Hornis machen einfach nur Spaß und schmecken suuuuuuperlecker. #6  #6


----------



## Fxndlxng (20. April 2004)

*AW: Gelbe Blüten*

Hornis sind absolut knorke!!!! 
Besonders freue ich mich darauf sie endlich einmal mit der Fliege 
zu beangeln. Das wird sicherlich 'nen riesen Spaß. Allerdings weine 
ich auch gedanklich schon den mefos hinterher, denn die werden 
dann leider zur Ausnahme :c  :c  :c 
Aber zur Abwechslung auch mal häufiger Fischkontakt zu haben tut 
meiner geschundenen Ostsee-Seele auch mal ganz gut. Außerdem dauert
der ganz große "RUN" ja auch nicht so lange.


----------



## MichaelB (20. April 2004)

*AW: Gelbe Blüten*

Moin,

wenn das Wasser richtig "brodelt" will ich es dies Jahr mal mit dem UL-Rütchen probieren, das stelle ich mir auch äußerst attraktiv vor #h 

Gruß
Michael


----------



## MichiHH (20. April 2004)

*AW: Gelbe Blüten*



			
				MichaelB schrieb:
			
		

> wenn das Wasser richtig "brodelt" will ich es dies Jahr mal mit dem UL-Rütchen probieren



Bescheid!
Da bin ich doch bei 

Ich habe gestern an der A1 auch die ersten gelben Blüten gesichtet, traute mich aber nicht das zu erwähnen  #t 

Nein, es war *kein* Löwenzahn!


----------



## AndreasB (20. April 2004)

*AW: Gelbe Blüten*

Hallo Michael,

ich habe heute Nachmittag bei uns in der Umgebung die ersten gelben Blüten entdeckt (zwei bis drei zarte gelbe Knospen auf dem Quadratmeter, aber immerhin) #v 

*HORNHECHTALARM*​
 #h Andreas #h


----------



## Fischbox (20. April 2004)

*AW: Gelbe Blüten*

Also eigentlich bin ich auch nicht so der rechte Hornifan, aber wenn man so etwas liest, ...

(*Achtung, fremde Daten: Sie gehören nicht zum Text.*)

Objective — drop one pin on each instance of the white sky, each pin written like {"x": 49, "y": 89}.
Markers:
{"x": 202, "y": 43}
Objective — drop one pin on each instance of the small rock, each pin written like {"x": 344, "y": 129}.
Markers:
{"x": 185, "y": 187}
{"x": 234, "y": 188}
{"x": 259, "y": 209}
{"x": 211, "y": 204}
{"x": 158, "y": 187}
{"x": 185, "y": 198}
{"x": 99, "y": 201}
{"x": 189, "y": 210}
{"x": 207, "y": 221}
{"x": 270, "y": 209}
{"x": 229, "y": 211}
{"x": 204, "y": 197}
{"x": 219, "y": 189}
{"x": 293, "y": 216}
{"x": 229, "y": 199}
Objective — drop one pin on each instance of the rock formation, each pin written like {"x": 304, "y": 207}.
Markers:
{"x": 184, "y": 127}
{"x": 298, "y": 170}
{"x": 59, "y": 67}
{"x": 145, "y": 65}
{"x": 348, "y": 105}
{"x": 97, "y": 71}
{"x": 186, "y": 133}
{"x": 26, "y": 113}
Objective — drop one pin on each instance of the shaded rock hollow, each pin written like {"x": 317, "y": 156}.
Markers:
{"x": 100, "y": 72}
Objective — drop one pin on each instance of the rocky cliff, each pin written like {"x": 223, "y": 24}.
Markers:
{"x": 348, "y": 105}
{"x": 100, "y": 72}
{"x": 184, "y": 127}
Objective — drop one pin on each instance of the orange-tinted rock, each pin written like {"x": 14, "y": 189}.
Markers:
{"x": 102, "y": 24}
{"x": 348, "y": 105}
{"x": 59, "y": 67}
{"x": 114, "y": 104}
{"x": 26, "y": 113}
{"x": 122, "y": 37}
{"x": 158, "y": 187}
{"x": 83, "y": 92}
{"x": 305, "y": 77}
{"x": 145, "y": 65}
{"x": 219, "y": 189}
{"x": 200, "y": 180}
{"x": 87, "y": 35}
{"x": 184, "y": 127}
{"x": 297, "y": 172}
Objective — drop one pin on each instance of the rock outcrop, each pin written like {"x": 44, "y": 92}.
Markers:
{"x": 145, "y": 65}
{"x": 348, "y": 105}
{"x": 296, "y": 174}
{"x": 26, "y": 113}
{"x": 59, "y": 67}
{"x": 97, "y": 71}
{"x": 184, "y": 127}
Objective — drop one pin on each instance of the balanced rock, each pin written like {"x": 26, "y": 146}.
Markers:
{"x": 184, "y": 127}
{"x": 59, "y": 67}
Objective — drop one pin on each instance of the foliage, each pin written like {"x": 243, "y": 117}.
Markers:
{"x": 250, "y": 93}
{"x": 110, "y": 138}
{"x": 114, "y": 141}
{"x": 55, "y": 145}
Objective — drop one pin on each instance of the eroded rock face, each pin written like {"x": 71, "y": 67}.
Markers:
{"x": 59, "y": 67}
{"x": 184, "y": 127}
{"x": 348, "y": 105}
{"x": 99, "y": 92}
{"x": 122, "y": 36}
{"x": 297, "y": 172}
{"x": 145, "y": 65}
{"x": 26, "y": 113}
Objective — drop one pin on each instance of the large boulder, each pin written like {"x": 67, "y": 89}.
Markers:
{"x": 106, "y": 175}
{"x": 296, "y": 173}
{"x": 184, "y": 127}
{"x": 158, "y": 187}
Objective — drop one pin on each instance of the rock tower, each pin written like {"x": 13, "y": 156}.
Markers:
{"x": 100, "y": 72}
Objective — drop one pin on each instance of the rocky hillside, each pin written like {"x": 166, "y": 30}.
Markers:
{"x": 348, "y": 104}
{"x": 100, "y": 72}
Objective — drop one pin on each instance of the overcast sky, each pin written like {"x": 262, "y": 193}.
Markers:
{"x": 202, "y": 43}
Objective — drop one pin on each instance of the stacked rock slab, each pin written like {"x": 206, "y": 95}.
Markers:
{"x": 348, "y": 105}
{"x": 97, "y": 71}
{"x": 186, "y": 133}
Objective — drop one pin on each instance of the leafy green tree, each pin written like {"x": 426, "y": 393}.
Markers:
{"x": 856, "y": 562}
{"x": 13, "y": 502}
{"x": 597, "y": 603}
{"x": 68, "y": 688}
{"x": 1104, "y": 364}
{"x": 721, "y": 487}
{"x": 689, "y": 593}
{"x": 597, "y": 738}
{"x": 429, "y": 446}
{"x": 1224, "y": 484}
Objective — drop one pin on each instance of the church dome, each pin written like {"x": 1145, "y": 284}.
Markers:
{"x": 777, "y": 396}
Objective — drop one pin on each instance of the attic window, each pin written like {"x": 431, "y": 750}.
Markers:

> wenn das Wasser richtig "brodelt"





> auch mal häufiger Fischkontakt zu haben



..dann wird man doch ziemlich fickerig.  :z  :z 

Muß zu meiner Schande leider auch gestehen, dass ich noch niemals nicht Horni gefuttert habe. Es bleiben mit also nur wenig Alternativen...


----------



## havkat (20. April 2004)

*AW: Gelbe Blüten*

Oooooch nöööö!

Bidde noch nich! Eine Pfanne voll is ja okay, aber später denn. 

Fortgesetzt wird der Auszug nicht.